The Canadian fishing village of Glover’s Harbour, Newfoundland (formerly known as Thimble Tickle) claims to be the “Home of the Giant Squid.” It earned this distinction in 1878, when a living giant squid (Architeuthis dux) was discovered stranded offshore.
According to contemporary documents, on the morning of November 2, 1878, Stephen Sherring, a local fisherman, and two companions were out fishing when they noticed a large, red, tangled object semi-submerged in the surf near the shore. Believing it to be part of a shipwreck, they rowed closer. To their horror, they discovered a partially stranded giant squid or “devil fish.” The creature was frantically flailing its long tentacles in an attempt to dislodge itself and retreat to deeper water. In its distress, the panicked animal periodically ejected clouds of black ink.
Although frightened by the appalling scene, the fisherman rowed even closer, taking care to stay out of range of the squid’s tentacles. Realizing that the creature was stuck, they impaled it with a grappling hook and rope. They tied the other end of the rope to a tree on the shoreline. The rope prevented the squid from going back out to sea with the ebbing tide. Finally, exhausted from its violent efforts to free itself, the squid died as the water receded. The dead squid was ignominiously butchered and used for dog food.
News of the giant squid spread and it became known as the “Thimble Tickle Specimen.” It was reported to be 55 feet (16.8 meters) long. The body measured 20-feet in length, and one tentacle was 35-feet long. Guinness World Records posthumously recognized the squid as a world record holder, and it is still considered the heaviest giant squid ever taken. It also holds the record for the largest animal eye at 15.75-inches in diameter. However, modern speculation is that the measurements were exaggerated or the result of postmortem stretching. There is, however, no doubt it was enormous.

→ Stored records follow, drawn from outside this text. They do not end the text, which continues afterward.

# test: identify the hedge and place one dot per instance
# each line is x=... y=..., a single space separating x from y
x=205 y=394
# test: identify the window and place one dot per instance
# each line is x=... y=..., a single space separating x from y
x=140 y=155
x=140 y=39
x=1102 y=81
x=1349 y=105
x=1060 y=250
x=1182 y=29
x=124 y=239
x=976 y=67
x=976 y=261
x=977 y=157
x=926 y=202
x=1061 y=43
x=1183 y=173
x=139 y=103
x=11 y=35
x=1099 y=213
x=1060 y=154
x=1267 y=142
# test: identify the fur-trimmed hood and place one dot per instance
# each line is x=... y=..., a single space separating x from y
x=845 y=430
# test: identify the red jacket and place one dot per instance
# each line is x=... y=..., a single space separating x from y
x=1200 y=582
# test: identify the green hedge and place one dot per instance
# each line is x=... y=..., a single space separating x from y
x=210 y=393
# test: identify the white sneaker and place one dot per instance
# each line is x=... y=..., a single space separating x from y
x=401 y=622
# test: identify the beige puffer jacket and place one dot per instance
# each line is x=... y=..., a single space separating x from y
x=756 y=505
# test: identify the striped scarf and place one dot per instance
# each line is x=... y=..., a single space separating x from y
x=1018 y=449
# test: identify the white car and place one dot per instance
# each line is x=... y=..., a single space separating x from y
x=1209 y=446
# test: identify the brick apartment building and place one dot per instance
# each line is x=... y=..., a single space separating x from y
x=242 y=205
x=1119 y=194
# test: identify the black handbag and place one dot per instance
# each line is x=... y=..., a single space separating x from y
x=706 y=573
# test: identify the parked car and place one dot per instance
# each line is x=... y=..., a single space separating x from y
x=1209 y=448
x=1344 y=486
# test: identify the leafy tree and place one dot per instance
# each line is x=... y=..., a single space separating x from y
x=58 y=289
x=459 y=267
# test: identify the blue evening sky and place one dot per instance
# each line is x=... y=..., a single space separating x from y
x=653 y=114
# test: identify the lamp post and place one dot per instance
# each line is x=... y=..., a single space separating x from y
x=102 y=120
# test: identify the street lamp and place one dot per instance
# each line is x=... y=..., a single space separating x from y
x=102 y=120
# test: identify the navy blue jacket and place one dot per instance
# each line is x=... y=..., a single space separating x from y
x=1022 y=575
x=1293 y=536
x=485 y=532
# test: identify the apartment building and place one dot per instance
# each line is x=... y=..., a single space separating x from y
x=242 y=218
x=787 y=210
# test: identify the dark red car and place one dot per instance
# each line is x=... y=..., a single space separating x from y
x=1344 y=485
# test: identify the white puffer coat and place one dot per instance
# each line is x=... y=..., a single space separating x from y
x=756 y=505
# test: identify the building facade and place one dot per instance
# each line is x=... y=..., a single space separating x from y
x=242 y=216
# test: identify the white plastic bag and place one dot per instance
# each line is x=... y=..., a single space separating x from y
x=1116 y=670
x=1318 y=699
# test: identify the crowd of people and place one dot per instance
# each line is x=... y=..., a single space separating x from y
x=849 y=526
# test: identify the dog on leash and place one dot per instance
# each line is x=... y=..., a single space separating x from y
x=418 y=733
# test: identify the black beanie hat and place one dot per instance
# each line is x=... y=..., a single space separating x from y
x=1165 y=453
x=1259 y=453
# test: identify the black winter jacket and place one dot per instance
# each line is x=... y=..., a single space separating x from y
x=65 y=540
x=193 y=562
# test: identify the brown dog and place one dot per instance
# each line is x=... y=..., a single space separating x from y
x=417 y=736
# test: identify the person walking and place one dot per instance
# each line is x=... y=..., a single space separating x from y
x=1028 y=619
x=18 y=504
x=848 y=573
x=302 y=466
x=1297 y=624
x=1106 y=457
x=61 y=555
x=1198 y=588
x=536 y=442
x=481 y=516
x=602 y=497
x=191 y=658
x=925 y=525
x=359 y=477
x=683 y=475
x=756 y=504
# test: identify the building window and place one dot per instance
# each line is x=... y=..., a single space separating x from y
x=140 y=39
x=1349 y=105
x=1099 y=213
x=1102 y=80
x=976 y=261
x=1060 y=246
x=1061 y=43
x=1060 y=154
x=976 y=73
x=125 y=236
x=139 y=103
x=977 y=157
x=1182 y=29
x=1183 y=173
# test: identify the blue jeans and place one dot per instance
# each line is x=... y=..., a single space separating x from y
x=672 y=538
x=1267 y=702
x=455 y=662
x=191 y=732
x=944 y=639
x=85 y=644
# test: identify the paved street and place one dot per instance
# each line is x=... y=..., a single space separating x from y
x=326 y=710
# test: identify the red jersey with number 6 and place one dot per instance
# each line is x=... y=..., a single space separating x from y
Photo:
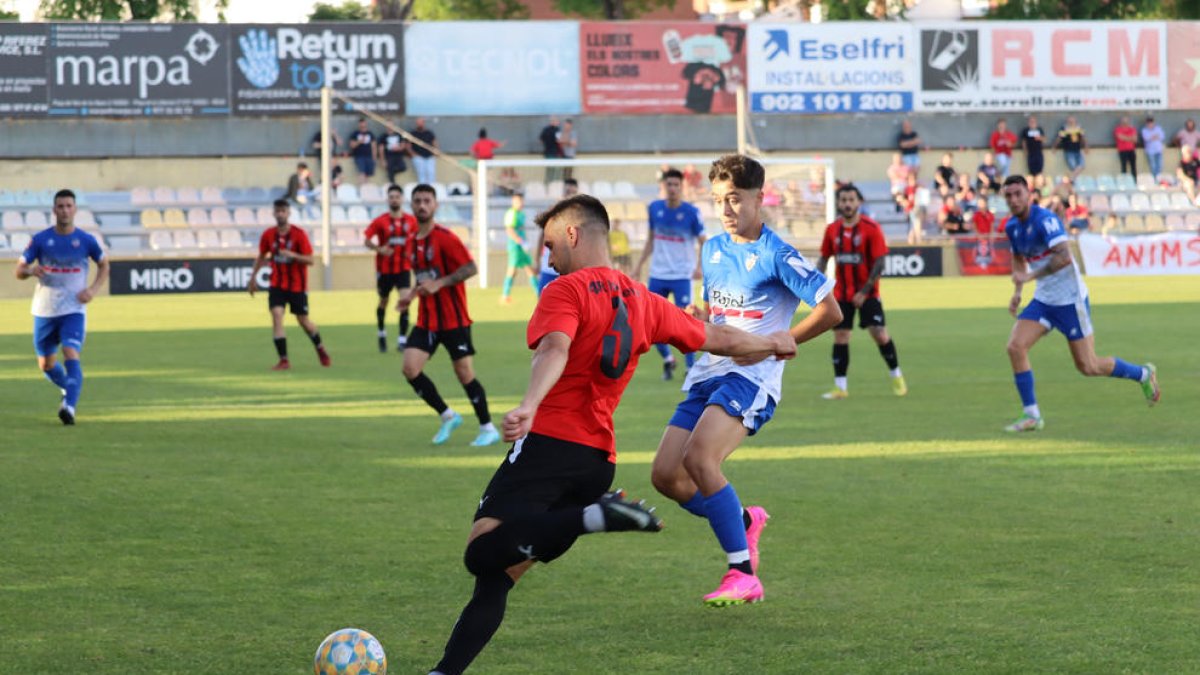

In 2001, a giant squid returned to the shore of Glover’s Harbour in the form of a “life-sized” sculpture. Constructed from concrete over steel and wire mesh, the statue is 55-feet long and weighs over four tons. It was designed and built by Don Foulds, a fine arts teacher, and his students. It’s now part of the Giant Squid Interpretation Site that also includes a small museum, picnic area, and gift shop.
The Thimble Tickle Specimen is the subject of an annual festival, and in 2011, the sculpture was featured on a Canadian postage stamp.